MEMPHIS, Tenn. -- A lot is said about the price people paid to make history. There is also a price to pay to keep that history alive.
The On Your Side Investigators take us to the Alex Haley museum in Henning, Tenn., where they're fighting to preserve memories of one of this world's greatest authors.
A trip to the Alex Haley Museum State Historic Site takes you down a lot of country roads, but those who live here say it's worth the one hour drive from Memphis.
Henning Vice Mayor Quenton Reed said, "It's history".
Roots author Alex Haley sold his boyhood home to the state for $1 in 1985.
Tennessee turned it into a museum and historic site, which guarantees state funding. Now the state pays about $50,000 a year to keep it open.
Those who run the museum say $50,000 is not enough. They need more.
Alex Haley's boyhood home, which was built in 1919, is on a solid foundation, but it's starting to show its wear and tear and there's no money to fix it up.
The museum, which now includes an interpretive center built in 2010, gets about 5,000 visitors a year. The day we were there, only three came through the doors. One man from Germany, and Pledger Day and his wife from New York.
"Roots, the mini-series, allowed many individuals throughout the United States to understand the history of African-Americans coming here, as well as it stimulated many Americans to find out about their family origins," said Day.

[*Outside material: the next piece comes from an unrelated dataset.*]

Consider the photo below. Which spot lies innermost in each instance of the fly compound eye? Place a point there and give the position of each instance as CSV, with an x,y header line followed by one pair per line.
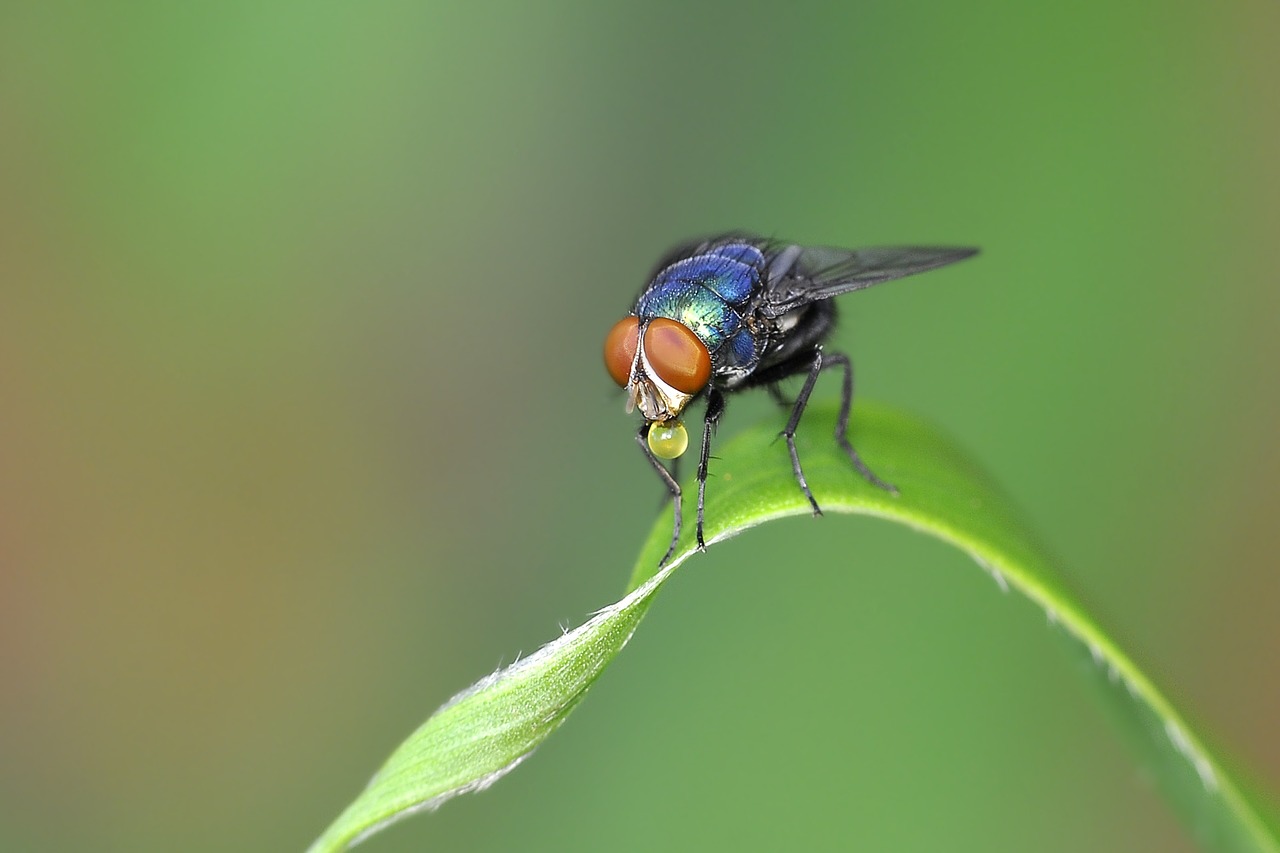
x,y
620,349
677,356
668,439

Its rural Tennessee location is a big part of this museum's history, but it's also one of the challenges to making it successful.
The Beacon Center of Tennessee, an agency that studies government spending, suggests private donors and an increase in the museum's $6 admission is the answer, not giving it more taxpayer money.
"Private donations are far more secure and consistent and while they might be harder to obtain than one big government check every year, there are private donors who will support these causes year after year," said Justin Owen, president and CEO of The Beacon Center of Tennessee.
Owen also says taxpayers in different parts of Tennessee who'll never travel to Henning shouldn't be made to pay for it. He says the same goes for museums in east and middle Tennessee.
However, those who live here and the visitors we talked to are convinced everyone is benefiting from the history at the Alex Haley home.
The Alex Haley museum is a bare bones operation. There are only two full-time employees, and the only maintenance employee is paid through another agency.
Other museums in the Mid-South getting state funds are the National Civil Rights Museum and Stax.
Stax gets $100,000 a year from the state. The Civil Rights Museum got $250,000 this year.